In Israel steht Amnesty International wegen seiner Haltung zum Nahostkonflikt schon seit Längerem in der Kritik. Erst Ende 2024 hatte Amnesty International Israel Völkermord vorgeworfen, in einem 2022 erschienenen Amnesty-Bericht war Israel als Apartheidstaat bezeichnet worden, was für Kritik sorgte. In dem Zuge wurden auch Antisemitismusvorwürfe gegen die Organisation laut.

Großes Leid in der Ukraine und im Sudan

In der Ukraine sind laut dem Bericht durch die anhaltenden russischen Angriffe die Lebensbedingungen für die ukrainische Zivilbevölkerung immer untragbarer geworden. Kinder und ältere Menschen seien besonders stark betroffen gewesen. Den Sudan sieht Amnesty mit insgesamt mehr als elf Millionen Binnenvertriebenen als Schauplatz der größten Vertreibungskrise weltweit.

Für den UN-Sicherheitsrat fordert die NGO in ihrem Bericht eine Reform, um zu verhindern, dass ständige Mitglieder Schritte blockierten, die zu einem Ende und der Aufarbeitung von Gräueltaten führen würden. 

In Bezug auf den Internationalen Strafgerichtshof (IStGH) forderte Amnesty die Regierungen auf, Strafbefehle des Gerichtshofes zu vollstrecken und Mitarbeiter vor Sanktionen zu schützen. Dabei geht es um Haftbefehle gegen israelische Regierungsmitglieder wie Regierungschef Benjamin Netanjahu. Zahlreiche Verbündete Israels hätten mitgeteilt, diese nicht zu vollstrecken. Die USA verhängten Sanktionen gegen Mitglieder des IStGH. Die Mongolei habe außerdem einen Haftbefehl gegen Russlands Präsidenten Wladimir Putin ignoriert.

Sexualisierte Gewalt in Konflikten „alarmierend“

Bei sexualisierter Gewalt in Verbindung mit bewaffneten Konflikten warnte Amnesty vor einem alarmierenden Ausmaß in manchen Ländern. In der Zentralafrikanischen Republik seien in der
ersten Jahreshälfte 2024 mehr als 11.000 Fälle von
geschlechtsspezifischer Gewalt bekannt geworden. Im Sudan hätten Untersuchungen der UN festgestellt,
dass Mitglieder der paramilitärischen Rapid Support Forces (RSF) in
großem Umfang sexualisierte Gewalt verübt haben
. Auch die Terrororganisation Hamas setzte bei ihrem Überfall auf Israel sexualisierte Gewalt ein. 

Frauen
und Mädchen seien generell in bewaffneten
Konflikten unverhältnismäßig stark betroffen, schreibt Amnesty.

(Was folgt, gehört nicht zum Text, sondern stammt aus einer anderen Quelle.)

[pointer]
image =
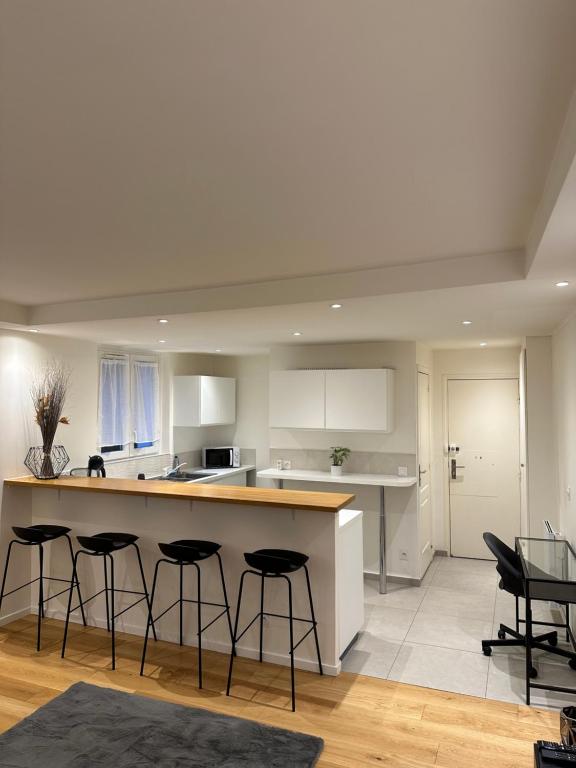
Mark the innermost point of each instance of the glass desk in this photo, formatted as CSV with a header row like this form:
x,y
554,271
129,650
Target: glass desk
x,y
549,573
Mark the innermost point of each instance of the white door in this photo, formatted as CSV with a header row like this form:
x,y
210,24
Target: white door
x,y
483,463
424,489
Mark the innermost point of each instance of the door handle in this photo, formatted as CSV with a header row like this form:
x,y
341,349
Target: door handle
x,y
454,467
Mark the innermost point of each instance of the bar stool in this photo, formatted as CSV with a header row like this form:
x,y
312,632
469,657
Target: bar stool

Amnesty kritisiert Deutschland für Umgang mit Nahostprotesten

Die Rechte auf Meinungs- und Versammlungsfreiheit seien 2024 rund um die Welt stark unter Druck geraten. Auch Deutschland wird von der NGO im Umgang mit Demonstrierenden kritisiert. Die Polizei sei beispielsweise bei Protesten für ein Ende des Gazakrieges mit „exzessiver Gewalt“ gegen Demonstranten vorgegangen. Auch die Abschiebung von 28 Menschen nach Afghanistan und eine „migrationsfeindliche Rhetorik“ in Deutschland führt Amnesty kritisch in dem Bericht auf. Zudem werden in dem Jahresbericht deutsche Rüstungsexporte nach Israel und Saudi-Arabien als „unverantwortlich“ bemängelt.  

Den von Schwarz-Rot vorgelegten Koalitionsvertrag wertet Amnesty als einen „Angriff auf die Zivilgesellschaft“. Amnesty-Generalsekretärin Julia Duchrow nannte den Kurs von Union und SPD in der Asylpolitik einen „Rechtsbruch mit Ansage“.

Insgesamt umfasst der Jahresbericht zur Lage der Menschenrechte weltweit 408 Seiten. Er untersucht 150 Länder.